Chiba Masayas fiktionale Inszenierungen muten gleichermaßen kurios wie chaotisch an, tauchen darin nicht nur handgefertigte Objekte oder Fotos auf, sondern manchmal auch Haustiere. Die Szenen dienen als Allegorien und verdeutlichen durch echte Sinneseindrücke, die stets die eigentümliche Handschrift des Künstlers tragen, jenes in unserer Gegenwart vorherrschende Gefühl von Angst und dem Bewusstsein einer bevorstehenden Krise. Zunächst macht Chiba menschliche Figuren aus Pappmaché, Holzschnitzen und anderen alltäglichen Materialien. Manchmal bohrt er auch mit Hilfe eines Assistenten Löcher und lässt so aus Formen, mit denen er sich vorher bereits beschäftigt bzw. diese erschaffen hat, temporäre Landschaften entstehen, die er dann auch in seinen Bildern darstellt. Die fertigen Arbeiten werden auf einfachen, selbstgemachten Holzständern gezeigt, die einen erweiterten Raum bilden, in dem die Grenzen zwischen Gemälde und Skulptur verwischen.

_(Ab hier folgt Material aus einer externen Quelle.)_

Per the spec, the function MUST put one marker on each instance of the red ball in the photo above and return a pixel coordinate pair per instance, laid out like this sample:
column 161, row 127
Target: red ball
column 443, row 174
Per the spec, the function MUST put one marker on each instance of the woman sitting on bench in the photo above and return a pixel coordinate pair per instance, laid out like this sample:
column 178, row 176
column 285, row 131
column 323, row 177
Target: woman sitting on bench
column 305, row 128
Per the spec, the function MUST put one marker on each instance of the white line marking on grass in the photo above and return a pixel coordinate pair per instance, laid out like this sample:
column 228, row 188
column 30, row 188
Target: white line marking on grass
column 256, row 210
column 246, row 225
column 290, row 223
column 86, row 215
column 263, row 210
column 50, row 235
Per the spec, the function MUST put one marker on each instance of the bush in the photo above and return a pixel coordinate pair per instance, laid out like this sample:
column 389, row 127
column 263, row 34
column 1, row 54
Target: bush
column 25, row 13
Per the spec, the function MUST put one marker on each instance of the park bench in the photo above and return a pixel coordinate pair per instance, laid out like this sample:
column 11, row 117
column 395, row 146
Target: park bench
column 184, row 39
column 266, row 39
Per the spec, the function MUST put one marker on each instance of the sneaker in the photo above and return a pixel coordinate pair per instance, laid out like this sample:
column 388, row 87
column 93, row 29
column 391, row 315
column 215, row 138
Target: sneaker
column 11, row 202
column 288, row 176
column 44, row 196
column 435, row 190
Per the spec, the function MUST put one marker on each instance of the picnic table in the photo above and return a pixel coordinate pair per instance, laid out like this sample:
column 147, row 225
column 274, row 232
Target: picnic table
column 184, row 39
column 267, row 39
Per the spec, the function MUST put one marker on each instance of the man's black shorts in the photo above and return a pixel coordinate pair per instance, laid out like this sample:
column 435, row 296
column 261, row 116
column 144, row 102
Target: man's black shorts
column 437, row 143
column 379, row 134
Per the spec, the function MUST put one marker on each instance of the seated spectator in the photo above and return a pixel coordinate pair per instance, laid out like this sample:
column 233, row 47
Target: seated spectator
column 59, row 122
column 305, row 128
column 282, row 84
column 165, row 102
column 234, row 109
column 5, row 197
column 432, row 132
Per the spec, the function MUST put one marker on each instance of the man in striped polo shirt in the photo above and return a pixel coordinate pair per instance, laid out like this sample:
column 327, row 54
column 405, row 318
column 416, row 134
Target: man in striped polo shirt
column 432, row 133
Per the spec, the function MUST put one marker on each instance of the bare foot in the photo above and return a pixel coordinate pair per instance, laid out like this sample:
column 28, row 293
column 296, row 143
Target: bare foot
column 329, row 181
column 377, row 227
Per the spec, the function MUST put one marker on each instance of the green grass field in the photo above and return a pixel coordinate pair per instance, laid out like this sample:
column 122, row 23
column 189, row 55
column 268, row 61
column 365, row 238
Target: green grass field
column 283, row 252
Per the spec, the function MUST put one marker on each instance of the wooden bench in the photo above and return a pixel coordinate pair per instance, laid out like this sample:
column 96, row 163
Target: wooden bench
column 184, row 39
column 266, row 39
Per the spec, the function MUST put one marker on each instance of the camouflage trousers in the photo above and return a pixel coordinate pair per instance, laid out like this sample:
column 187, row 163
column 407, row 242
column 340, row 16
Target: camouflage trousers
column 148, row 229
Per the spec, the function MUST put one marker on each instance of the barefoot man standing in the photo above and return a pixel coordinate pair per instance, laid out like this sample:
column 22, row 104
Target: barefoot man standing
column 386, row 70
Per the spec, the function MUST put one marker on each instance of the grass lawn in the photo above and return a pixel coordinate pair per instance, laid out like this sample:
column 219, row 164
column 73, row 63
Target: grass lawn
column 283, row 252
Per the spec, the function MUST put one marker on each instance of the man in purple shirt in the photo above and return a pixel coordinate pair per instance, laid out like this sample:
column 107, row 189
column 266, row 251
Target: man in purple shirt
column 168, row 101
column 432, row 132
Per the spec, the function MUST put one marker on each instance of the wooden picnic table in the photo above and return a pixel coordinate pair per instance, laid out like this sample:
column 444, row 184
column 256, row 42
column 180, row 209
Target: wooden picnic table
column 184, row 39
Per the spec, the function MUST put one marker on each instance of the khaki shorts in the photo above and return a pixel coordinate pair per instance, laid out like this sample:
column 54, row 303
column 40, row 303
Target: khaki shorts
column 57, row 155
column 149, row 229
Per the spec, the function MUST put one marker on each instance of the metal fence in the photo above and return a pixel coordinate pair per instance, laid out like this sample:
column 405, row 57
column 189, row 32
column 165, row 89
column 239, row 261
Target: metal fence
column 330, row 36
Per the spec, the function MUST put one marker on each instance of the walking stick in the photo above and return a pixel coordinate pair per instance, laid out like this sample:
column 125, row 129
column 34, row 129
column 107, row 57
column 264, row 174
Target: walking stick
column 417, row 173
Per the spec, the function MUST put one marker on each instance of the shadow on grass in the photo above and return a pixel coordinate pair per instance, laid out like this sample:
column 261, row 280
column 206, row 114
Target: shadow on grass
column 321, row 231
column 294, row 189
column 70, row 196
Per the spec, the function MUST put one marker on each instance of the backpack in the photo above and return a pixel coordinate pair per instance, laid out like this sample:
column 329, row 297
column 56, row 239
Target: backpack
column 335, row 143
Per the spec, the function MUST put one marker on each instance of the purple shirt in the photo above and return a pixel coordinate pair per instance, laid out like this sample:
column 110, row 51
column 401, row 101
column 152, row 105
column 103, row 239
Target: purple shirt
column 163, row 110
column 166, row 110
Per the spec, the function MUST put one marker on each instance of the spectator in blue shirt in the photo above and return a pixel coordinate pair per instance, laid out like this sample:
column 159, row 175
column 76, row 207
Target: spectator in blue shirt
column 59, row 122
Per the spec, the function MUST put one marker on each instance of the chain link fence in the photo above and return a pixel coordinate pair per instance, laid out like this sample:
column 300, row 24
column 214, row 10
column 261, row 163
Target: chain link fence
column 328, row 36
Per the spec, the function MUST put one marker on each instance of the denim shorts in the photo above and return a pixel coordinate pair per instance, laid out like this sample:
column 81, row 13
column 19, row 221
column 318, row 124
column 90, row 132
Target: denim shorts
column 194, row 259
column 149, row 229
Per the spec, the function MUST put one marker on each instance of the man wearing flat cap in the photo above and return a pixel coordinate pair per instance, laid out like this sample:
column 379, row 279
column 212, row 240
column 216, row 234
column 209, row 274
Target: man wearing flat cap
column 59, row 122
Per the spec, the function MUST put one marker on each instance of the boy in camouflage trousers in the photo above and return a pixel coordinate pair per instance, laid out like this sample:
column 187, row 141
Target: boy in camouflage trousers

In dem A Turtle’s Life betitelten Gemäldezyklus stellte Chiba eine Schildkröte an verschiedenen Orten und in unterschiedlichen Kulissen dar. Dabei lässt er das Tier wie ein Mitglied der menschlichen Gemeinschaft erscheinen. Diese fiktiven Situationen, in denen die Schildkröte die Rolle eines Mädchens in einem Film übernimmt, das von einem bösen Geist oder Löwen (dem „König der Tiere“) verfolgt wird, sind drastische Metaphern einer geschlossenen Gesellschaft. In einer 2008 begonnenen Serie mit dem Titel Crying Face fließen aus Löchern in einem Kopf an Tränen oder Nahrung erinnernde Rinnsale. Zugleich wirken diese jedoch wie Erbrochenes. Der gestaltlose weiße Kopf ist eine Anspielung auf die verängstigte Atmosphäre, die heutige Gesellschaften beherrscht. Ebenso ist dieses Motiv aber auch als Ausdruck für das Gefühl sich anstauender Emotionen lesbar. In der Discordant-Harmony-Ausstellung in Seoul im Frühjahr 2015 war Chiba zudem mit einer Reihe Performances vertreten, die jeweils den Titel Selbstporträt trugen. Hierbei ließ er sich von einem Freiwilligen aus dem Publikum spielen. Anstatt sich selbst auf der Leinwand abzubilden, wurde so das jeweilige Gesicht des Darstellers, der auf die Anweisungen von außen reagierte, zum „Selbstporträt“ des Künstlers. Chiba widmet sich in seinem Schaffen einer anspruchsvollen und zugleich erweiterten Form der Malerei. Die von ihm künstlerisch abgebildete Welt überschreitet die Zweidimensionalität einer Leinwand.

 

Chiba Masaya wurde 1980 in Kanagawa (JP) geboren, wo er derzeit auch lebt. 2005 beendete er sein Studium der Ölmalerei an der Kunsthochschule Tama (Tama Art University, JP). Seine Werke und ortsspezifischen Interventionen entstehen gleichsam als Materialisation seiner eigenen körperlichen Arbeit, indem er beispielsweise in Gruppenaktionen Löcher in die Erde gräbt oder Formen sowie menschliche Figuren aus Pappmaché und Holz bildet. Zudem erschafft er Assemblagen aus einer Vielzahl alltäglicher Materialien wie Gips, Stein, Stoff sowie Zeichnungen und Fotografien. Diese so kreiierten „temporären Landschaften“ überträgt er anschließend in seine Gemälde. Eine weitere Ebene eröffnet Chiba, wenn er diese Schöpfungen auf schlichten, selbstgebauten Holzgestellen präsentiert und so eine völlige Harmonie zwischen den Gemälden und seinen dazu arrangierten Skulpturen erreicht. In jüngster Zeit beteiligte er sich an verschiedenen Gruppenausstellungen innerhalb und außerhalb Japans, u. a. 2013 an Roppongi Crossing im Mori-Kunstmuseum in Tokio (Mori Art Museum, JP), 2013/14 an Mono No Aware: Beauty of Things in der Eremitage in St. Petersburg (RU), 2013 an der California-Pacific Triennial im Orange County Museum of Art in Newport Beach, Kalifornien (US), 2012 am Kunisaki Art Project (JP) sowie 2009 an Winter Garden im Hara-Museum für Zeitgenössische Kunst in Tokio (Hara Museum of Contemporary Art, Tokyo, JP).